IMF Survey: IMF Gloomy on Growth, Sees Rising Inflation Threat
July 17, 2008
- Global economic growth to slow significantly in second half of 2008
- Rising energy, commodity prices have boosted inflationary pressure
- Need to adapt to shift in purchasing power from commodity users to producers
The IMF expects global growth to slow significantly in the second half of the year, before recovering gradually in 2009.
UPDATED WORLD ECONOMIC OUTLOOK
Updated forecasts in the IMF's World Economic Outlook (WEO), released July 17, also raise inflation projections, particularly for emerging markets and developing countries.
The WEO expects a moderation in global growth from 5 percent in 2007 to 4.1 percent in 2008 and 3.9 percent in 2009. Following a better-than-expected performance in the early part of 2008, WEO projections for the United States, the euro area, and Japan show a slowdown in activity in the second half of 2008.
Expansions in emerging and developing economies are also expected to lose further steam, with growth in these countries projected to ease to around 7 percent in 2008-09 from 8 percent in 2007. China's growth rate is expected to ease from near 12 percent in 2007 to around 10 percent in 2008-09.

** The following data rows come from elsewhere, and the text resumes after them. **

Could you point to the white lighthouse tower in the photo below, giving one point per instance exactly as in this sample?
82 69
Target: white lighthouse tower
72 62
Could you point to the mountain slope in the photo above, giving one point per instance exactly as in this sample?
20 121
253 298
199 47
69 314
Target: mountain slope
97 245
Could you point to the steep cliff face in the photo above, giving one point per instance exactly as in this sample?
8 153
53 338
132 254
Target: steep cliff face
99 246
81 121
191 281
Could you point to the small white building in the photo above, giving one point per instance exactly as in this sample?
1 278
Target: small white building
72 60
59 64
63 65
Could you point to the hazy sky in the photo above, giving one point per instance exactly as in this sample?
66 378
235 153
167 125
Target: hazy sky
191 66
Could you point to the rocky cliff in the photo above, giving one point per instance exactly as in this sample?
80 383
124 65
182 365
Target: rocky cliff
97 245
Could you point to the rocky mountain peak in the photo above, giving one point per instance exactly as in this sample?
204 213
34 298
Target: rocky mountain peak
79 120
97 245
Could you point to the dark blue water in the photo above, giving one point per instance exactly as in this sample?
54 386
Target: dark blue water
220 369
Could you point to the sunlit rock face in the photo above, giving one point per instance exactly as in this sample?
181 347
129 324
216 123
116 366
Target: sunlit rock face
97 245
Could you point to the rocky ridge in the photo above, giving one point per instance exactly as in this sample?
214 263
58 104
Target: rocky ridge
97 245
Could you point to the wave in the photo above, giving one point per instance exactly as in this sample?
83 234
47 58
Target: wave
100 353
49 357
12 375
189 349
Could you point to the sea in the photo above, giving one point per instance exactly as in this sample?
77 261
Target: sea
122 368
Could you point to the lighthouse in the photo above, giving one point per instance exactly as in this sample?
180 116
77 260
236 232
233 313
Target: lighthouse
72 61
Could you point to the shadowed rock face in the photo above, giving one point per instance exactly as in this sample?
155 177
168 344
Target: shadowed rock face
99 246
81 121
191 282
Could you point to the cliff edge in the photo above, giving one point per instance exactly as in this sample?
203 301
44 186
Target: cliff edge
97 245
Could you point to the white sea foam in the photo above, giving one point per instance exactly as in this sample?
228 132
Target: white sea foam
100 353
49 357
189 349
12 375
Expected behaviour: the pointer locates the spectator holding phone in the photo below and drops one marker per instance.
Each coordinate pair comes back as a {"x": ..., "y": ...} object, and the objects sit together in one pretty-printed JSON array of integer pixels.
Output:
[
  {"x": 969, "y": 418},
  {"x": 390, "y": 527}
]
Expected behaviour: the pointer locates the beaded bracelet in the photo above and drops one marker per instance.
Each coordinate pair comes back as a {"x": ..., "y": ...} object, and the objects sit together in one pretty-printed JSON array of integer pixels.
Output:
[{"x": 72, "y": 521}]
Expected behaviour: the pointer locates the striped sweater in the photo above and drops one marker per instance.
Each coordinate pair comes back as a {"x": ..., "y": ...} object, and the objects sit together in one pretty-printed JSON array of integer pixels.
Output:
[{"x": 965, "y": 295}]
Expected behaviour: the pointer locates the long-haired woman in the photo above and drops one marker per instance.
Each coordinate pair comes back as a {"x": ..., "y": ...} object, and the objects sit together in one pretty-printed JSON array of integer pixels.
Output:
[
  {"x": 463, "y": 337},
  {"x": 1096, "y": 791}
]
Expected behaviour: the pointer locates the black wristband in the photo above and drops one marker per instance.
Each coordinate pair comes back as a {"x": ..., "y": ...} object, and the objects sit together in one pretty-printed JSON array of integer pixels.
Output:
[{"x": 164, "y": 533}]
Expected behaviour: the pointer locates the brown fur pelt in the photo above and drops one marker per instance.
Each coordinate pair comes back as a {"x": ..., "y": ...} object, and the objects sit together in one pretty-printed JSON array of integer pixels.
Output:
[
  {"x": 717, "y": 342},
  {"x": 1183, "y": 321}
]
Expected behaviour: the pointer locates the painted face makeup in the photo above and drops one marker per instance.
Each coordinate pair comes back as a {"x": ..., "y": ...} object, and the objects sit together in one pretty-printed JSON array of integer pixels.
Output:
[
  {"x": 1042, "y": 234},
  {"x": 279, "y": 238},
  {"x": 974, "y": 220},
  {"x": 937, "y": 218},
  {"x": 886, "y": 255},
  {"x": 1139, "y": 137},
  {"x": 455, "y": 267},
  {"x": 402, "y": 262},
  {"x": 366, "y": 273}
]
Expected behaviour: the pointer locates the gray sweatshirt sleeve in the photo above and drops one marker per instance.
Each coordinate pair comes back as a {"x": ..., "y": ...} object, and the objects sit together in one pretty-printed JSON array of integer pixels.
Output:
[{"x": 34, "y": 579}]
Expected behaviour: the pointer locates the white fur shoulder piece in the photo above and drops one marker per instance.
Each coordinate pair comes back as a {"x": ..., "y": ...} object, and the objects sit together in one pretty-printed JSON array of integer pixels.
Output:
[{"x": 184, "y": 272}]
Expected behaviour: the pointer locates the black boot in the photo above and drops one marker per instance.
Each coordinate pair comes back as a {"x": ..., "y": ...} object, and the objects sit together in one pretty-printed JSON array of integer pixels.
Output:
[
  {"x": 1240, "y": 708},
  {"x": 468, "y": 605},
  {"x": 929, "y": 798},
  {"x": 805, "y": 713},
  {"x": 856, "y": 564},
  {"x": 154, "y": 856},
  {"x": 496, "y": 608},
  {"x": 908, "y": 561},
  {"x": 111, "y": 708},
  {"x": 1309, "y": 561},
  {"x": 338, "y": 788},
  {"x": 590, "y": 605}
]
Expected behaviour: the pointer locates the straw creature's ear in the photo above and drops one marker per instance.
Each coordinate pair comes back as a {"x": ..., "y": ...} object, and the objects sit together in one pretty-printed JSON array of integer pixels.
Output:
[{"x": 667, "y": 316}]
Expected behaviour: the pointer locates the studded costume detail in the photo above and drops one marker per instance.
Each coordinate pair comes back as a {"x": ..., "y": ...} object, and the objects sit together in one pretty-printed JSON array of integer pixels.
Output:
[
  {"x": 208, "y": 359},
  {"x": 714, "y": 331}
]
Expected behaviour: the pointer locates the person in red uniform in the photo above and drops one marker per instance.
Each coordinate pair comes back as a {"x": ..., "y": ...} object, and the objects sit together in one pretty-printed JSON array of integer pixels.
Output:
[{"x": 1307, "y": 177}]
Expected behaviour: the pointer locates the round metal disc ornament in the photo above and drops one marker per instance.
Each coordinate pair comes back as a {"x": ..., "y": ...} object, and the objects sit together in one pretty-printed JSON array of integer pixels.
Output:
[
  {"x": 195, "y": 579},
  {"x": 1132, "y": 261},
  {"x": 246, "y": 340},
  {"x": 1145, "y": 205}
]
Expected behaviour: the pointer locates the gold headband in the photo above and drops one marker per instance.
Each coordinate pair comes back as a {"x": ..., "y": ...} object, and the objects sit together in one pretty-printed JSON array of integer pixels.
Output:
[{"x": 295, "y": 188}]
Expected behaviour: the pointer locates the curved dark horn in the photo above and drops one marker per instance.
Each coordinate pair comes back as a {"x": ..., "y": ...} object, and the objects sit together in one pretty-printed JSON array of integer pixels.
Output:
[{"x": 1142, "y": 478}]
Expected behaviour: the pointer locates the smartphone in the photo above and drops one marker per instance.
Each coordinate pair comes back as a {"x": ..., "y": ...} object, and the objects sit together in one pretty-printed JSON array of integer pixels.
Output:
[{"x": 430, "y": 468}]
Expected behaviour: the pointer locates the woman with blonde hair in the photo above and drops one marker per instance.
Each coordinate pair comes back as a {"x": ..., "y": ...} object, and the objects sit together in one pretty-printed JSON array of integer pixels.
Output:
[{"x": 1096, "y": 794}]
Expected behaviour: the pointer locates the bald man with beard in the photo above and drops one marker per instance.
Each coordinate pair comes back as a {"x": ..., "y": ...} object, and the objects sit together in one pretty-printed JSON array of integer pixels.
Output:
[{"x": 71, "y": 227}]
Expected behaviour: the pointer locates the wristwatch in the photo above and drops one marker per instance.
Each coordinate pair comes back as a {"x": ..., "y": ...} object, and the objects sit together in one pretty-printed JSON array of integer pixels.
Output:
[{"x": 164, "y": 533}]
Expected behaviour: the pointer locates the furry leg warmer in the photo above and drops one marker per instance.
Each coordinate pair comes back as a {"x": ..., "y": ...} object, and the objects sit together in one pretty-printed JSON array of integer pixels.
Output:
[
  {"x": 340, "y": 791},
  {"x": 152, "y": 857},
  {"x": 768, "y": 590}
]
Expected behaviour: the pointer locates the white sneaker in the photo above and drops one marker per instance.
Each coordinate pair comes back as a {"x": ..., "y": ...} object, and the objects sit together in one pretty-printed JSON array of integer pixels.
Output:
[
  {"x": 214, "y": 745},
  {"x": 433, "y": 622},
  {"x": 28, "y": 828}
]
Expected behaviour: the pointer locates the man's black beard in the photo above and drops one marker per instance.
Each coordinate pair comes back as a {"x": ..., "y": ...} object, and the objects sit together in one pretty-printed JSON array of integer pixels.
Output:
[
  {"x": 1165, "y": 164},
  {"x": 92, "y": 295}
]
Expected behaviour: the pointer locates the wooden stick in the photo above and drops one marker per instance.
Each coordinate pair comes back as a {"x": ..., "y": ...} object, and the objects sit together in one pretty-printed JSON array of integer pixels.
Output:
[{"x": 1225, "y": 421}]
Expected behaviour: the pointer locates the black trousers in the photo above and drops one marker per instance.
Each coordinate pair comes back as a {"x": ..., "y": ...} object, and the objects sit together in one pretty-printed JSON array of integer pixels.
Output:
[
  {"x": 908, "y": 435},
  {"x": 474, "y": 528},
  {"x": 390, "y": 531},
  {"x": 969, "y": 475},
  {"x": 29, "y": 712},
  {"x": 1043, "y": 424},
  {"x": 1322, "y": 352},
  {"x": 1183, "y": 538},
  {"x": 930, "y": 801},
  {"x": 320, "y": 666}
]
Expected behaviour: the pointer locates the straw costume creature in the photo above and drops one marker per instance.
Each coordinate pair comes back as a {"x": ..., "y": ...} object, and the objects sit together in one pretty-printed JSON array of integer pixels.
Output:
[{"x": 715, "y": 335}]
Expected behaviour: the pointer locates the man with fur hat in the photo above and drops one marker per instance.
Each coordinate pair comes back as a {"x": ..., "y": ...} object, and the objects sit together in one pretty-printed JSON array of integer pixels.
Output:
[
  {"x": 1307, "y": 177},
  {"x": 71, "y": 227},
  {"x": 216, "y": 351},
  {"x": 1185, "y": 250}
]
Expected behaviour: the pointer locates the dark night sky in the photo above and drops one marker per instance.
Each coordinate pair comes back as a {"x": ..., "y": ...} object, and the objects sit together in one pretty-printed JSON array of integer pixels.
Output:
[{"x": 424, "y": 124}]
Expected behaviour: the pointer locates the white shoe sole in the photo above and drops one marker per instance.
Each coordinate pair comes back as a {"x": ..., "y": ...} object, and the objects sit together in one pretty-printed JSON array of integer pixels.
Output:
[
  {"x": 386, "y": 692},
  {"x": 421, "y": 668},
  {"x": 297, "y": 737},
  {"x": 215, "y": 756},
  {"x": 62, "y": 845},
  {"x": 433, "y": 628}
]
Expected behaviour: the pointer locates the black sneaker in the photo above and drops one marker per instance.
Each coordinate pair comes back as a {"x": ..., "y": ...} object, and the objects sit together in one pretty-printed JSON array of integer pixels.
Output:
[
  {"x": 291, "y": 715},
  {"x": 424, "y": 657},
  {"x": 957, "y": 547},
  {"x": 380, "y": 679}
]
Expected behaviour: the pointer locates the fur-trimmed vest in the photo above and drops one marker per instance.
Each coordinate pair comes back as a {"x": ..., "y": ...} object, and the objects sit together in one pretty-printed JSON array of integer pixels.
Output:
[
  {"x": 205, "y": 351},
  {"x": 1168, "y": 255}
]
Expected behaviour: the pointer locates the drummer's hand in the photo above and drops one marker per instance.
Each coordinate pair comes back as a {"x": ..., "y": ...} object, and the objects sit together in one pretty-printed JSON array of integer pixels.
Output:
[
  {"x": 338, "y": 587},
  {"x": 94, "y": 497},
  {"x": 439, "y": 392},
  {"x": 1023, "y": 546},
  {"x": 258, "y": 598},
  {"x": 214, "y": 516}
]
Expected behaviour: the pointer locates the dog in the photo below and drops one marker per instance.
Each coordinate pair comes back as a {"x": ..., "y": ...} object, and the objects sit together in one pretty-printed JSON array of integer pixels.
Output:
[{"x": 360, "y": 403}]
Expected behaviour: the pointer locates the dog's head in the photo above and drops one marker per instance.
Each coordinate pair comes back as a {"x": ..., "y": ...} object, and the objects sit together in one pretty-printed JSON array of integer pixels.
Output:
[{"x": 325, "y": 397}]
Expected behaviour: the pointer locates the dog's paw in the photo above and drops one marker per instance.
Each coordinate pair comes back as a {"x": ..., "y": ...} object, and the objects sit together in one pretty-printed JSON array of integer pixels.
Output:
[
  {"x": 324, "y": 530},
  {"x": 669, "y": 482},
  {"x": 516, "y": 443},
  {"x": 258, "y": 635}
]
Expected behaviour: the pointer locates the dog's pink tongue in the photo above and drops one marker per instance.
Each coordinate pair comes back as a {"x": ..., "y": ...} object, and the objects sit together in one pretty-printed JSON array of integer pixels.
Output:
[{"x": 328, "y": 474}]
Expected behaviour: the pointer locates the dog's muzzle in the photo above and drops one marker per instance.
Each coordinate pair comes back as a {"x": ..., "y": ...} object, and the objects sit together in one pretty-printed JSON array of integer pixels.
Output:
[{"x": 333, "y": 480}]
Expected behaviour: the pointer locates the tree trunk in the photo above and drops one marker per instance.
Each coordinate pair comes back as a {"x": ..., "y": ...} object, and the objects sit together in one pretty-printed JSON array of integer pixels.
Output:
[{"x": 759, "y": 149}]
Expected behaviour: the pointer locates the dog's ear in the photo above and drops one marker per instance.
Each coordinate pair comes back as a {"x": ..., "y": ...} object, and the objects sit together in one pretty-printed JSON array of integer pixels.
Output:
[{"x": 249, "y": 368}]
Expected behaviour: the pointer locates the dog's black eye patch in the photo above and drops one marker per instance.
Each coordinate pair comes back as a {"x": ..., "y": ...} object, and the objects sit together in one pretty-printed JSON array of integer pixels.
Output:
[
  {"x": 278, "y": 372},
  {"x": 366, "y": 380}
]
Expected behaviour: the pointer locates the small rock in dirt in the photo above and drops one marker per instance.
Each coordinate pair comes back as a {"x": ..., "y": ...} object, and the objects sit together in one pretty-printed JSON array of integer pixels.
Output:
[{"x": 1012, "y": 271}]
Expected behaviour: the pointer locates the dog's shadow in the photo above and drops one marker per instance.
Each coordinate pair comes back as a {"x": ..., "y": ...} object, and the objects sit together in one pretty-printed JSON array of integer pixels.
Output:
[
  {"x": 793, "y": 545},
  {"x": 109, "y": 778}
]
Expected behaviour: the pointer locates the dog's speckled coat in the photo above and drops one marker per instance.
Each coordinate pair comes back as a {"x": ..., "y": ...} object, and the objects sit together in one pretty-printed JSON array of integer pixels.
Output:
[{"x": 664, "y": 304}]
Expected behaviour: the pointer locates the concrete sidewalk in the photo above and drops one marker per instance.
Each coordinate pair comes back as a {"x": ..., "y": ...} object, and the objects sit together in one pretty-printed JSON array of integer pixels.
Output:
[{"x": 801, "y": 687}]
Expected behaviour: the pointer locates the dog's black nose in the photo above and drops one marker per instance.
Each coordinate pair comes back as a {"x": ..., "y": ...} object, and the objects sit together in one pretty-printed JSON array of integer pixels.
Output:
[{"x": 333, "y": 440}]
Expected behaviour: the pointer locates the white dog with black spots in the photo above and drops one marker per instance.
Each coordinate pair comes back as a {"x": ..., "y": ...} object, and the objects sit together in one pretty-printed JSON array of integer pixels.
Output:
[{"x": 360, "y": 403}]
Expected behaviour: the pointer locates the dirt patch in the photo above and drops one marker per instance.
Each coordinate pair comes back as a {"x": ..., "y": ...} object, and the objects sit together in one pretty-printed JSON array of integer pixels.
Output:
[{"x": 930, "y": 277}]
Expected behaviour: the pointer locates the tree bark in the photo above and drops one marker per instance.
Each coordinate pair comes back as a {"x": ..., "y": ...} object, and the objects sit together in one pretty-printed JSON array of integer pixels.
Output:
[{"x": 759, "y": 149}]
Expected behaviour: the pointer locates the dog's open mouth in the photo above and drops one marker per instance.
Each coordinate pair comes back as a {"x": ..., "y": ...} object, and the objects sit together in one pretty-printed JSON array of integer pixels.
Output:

"The global economy is in a tough spot, caught between sharply slowing demand in many advanced economies and rising inflation everywhere, notably in emerging and developing economies," the WEO says.
Rising inflationary pressures
At the same time as the growth slowdown, the WEO notes, rising energy and commodity prices have boosted inflationary pressure, particularly in emerging and developing economies. In advanced economies, inflation pressures are likely to be countered by slowing demand and, with commodity prices projected to stabilize, the expected increase in inflation for 2008 is forecast to be reversed in 2009.
In emerging and developing countries, inflationary pressures are mounting faster, fueled by soaring commodity prices, above-trend growth, and accommodative macroeconomic policies. Hence, inflation forecasts for these economies have been raised by more than 1.5 percentage points in both 2008 and 2009, to 9.1 percent and 7.4 percent, respectively, and the moderation in inflation in 2009 will depend on more assertive tightening of monetary conditions.
At the July 9 summit of leaders of the Group of Eight industrial countries in Hokkaido, Japan, IMF Managing Director Dominique Strauss-Kahn said inflation should be the top concern of policymakers confronted by higher food and fuel prices. Strauss-Kahn called on leaders to act to prevent higher food and fuel prices turning into generalized inflation
"In the recent past, the global economy has managed to take large shocks in stride, but we think its capacity to absorb them is being increasingly challenged," IMF Chief Economist Simon Johnson told a July 17 press briefing in Washington. "How it will navigate through the latest turbulence in financial and commodity markets will crucially depend on how successfully policymakers respond to a fast-changing set of risks in many advanced and emerging economies."
IMF's Johnson at WEO press briefing: global economy's capacity to absorb large shocks is being increasingly challenged (IMF photo)
The WEO says the top priority for policymakers is to head off rising inflationary pressure while keeping sight of risks to growth. In many emerging economies, tighter monetary policy and greater fiscal restraint are required, combined in some cases with more flexible exchange rate management."
In the major advanced economies, the case for monetary tightening is seen as less compelling, given that inflation expectations and labor costs are projected to remain well anchored while growth is weakening, but inflation pressures need to be monitored.
Shift in purchasing power
The WEO notes that purchasing power in commodity-importing economies has been eroded. Credit conditions in advanced economies are expected to remain tight in the coming quarters, with banks gradually repairing their balance sheets but facing additional losses from weakening credit performance in the context of slowing economies.
Risks to the global growth outlook are seen by the WEO as balanced. Demand in advanced and emerging economies might be more resilient than projected to recent commodity price and financial shocks, as was the case during the first quarter of 2008. However, financial markets remain fragile and inflation is a rising concern.
The risk of second-round effects from the surge in commodity prices complicates policymakers' response to the slowdown, particularly in advanced economies, while in emerging economies stronger action is likely to be needed to cool activity and reverse rising inflation momentum. Additional oil and food price shocks would exacerbate inflation concerns, while further weakening consumption in importing countries.